After the Crusaders’ conquest of Jerusalem, the church buildings were rebuilt on a much smaller scale, but when the Ottoman Empire in gratitude offered Queen Victoria the choice of a site in Bethesda or Cyprus; The Anglican Church lobbied for the Bethesda site, but Victoria chose Cyprus, so in 1856 the Turks donated the site to the Scriptures

And the king of Assyria sent Lachish to king Hezekiah with a large army to Jerusalem. They left and came to Jerusalem. When they had arrived, they came and stood at the trough of the upper pool that is in the way of the fuller field. 18

This is also mentioned earlier in Isaiah:

And the Lord said to Isaiah, “Go now to meet Ahaz, you and 19

Gospel of John

According to John’s Gospel, Bethesda was a bathing beach (Greek: columbethra) with five (as mentioned above, probatike is now believed to refer to the Sheep’s Gate 1 2 3 4). Archaeologically, the reference to the five porticos is not yet fully understood, as the only suitable structure found in the basins themselves has three porticos instead of five. The closest alternate match is the five colonnades of Asclepieon itself; 21 Origen, writing in the 3rd century, claims to have seen five porticoes, but since the site was already erected by Hadrian, it must refer to the 2nd-century 13th version of Asclepius requiring the authorship of the Gospel of John dated after 130.

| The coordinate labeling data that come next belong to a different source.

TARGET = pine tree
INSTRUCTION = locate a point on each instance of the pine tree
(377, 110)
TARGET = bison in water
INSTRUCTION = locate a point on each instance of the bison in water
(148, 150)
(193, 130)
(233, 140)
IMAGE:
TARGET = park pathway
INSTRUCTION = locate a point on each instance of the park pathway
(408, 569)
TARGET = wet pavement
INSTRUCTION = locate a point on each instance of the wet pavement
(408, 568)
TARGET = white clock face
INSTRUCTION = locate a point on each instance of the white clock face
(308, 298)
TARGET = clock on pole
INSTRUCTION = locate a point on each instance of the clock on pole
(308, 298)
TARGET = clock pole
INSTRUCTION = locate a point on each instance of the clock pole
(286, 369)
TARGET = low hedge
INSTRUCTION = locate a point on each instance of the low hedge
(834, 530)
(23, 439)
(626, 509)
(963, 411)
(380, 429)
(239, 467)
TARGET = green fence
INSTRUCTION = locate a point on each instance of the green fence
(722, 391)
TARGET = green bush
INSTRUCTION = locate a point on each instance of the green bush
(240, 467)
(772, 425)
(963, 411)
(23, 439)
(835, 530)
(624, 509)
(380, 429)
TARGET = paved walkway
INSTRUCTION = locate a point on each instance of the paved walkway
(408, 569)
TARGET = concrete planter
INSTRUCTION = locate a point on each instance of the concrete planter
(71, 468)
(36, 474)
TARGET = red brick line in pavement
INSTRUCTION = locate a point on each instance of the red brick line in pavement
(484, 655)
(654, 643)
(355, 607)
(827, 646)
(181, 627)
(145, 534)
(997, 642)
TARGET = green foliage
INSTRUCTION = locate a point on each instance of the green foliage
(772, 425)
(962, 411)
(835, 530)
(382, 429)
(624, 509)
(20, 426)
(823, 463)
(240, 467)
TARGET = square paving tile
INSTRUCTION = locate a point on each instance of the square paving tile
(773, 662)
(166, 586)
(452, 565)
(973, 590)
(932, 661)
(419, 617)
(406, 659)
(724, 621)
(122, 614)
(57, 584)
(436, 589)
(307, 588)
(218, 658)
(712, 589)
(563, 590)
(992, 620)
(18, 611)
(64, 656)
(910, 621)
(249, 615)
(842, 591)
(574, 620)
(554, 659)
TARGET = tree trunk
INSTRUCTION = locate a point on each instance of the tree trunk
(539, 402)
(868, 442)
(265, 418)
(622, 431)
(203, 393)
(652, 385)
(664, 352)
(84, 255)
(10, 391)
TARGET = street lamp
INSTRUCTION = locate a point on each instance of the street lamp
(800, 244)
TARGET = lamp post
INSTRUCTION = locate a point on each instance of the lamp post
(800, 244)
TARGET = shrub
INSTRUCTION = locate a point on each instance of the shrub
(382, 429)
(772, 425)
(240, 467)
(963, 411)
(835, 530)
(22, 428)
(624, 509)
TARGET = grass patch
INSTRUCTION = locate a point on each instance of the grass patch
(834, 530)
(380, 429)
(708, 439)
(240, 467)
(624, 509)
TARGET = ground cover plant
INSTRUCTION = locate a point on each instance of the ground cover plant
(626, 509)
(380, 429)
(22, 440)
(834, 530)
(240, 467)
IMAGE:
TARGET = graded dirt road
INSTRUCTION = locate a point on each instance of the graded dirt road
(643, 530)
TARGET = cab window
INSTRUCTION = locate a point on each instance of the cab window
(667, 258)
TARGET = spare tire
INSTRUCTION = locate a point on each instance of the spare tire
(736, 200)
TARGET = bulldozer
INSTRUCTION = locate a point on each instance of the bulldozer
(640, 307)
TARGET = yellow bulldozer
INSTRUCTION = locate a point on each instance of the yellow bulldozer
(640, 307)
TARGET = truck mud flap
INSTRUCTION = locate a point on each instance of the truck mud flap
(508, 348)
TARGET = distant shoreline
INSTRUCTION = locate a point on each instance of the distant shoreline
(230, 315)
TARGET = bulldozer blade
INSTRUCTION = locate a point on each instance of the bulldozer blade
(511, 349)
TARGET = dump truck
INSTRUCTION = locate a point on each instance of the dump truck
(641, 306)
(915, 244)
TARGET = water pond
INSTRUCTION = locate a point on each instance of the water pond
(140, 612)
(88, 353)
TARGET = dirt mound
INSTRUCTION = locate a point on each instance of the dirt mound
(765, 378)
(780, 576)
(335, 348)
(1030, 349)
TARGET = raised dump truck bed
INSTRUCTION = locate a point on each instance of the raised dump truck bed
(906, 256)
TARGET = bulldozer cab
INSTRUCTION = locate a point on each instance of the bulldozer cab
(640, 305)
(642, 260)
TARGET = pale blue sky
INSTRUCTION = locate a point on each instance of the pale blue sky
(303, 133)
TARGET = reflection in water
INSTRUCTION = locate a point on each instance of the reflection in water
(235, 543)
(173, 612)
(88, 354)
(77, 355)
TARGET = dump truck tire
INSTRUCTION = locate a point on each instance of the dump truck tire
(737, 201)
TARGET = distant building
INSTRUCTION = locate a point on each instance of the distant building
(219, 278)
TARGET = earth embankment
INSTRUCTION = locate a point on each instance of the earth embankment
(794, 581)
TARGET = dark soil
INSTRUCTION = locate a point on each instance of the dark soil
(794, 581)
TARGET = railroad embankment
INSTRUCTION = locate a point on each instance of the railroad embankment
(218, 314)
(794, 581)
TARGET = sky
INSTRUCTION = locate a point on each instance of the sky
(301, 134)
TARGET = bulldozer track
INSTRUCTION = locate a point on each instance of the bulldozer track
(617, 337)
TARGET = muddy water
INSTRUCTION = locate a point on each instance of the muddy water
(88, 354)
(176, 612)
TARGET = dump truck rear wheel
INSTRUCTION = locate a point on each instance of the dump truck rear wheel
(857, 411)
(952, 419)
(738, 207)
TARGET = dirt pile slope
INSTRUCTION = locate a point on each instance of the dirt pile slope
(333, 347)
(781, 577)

John’s narrative describes the porticos as a place where a large number of infirm people waited 22, which corresponds well with the use of the site in the first century as a asklepieon. Some ancient biblical manuscripts claim 21 that these people waited for the rest of the water; 23 several of these 21 manuscripts also depart from Roman rituals into something more appropriate for Judaism, adding that the angel occasionally mixes the water, which will then heal the first person to enter. 24 Although the Vulgate does not mention the water problem or the “angelic tradition,” they were present in many of the manuscripts used by early English translations of the Bible, and therefore included them in their translations. Modern text scholars consider these additional details unreliable and unlikely to be part of the original text

The biblical narrative continues the account of Jesus’ visit on the Sabbath, during which he heals a man who has been bedridden for centuries and unable to enter the pool by himself. 26 Some scholars have suggested that the narrative is in fact part of a deliberate polemic with the cult of Asclepius, an antagonism possibly due in part to the fact that Asclepius was worshiped as Savior (Greek: Soter) regarding his healing attributes. 27 The Greek expression hygies genesthai is used in the narrative, 28 which is nowhere to be found in the synoptic Gospels but appears frequently in the ancient testimonies of Asclepius’ healing power; 27 the later narrative in the Gospel of John about Jesus washing the feet of Simon Peter during the Last Supper, 29 similarly uses the Greek term goyein, 30,which is a special term for washing in asclepieon, 27 instead of the Greek word used elsewhere in John’s text for washing, niptein.

11 And he said, “The man who healed me said to me,” Take your bed and walk. 12 So they asked him, “Who is this man that told you to pick up and go?” 13 The man who was healed had no idea who it was because Jesus slipped out into the crowd that was there. ” (5: 11-13)

What Was the Pool of Bethesda in the Bible?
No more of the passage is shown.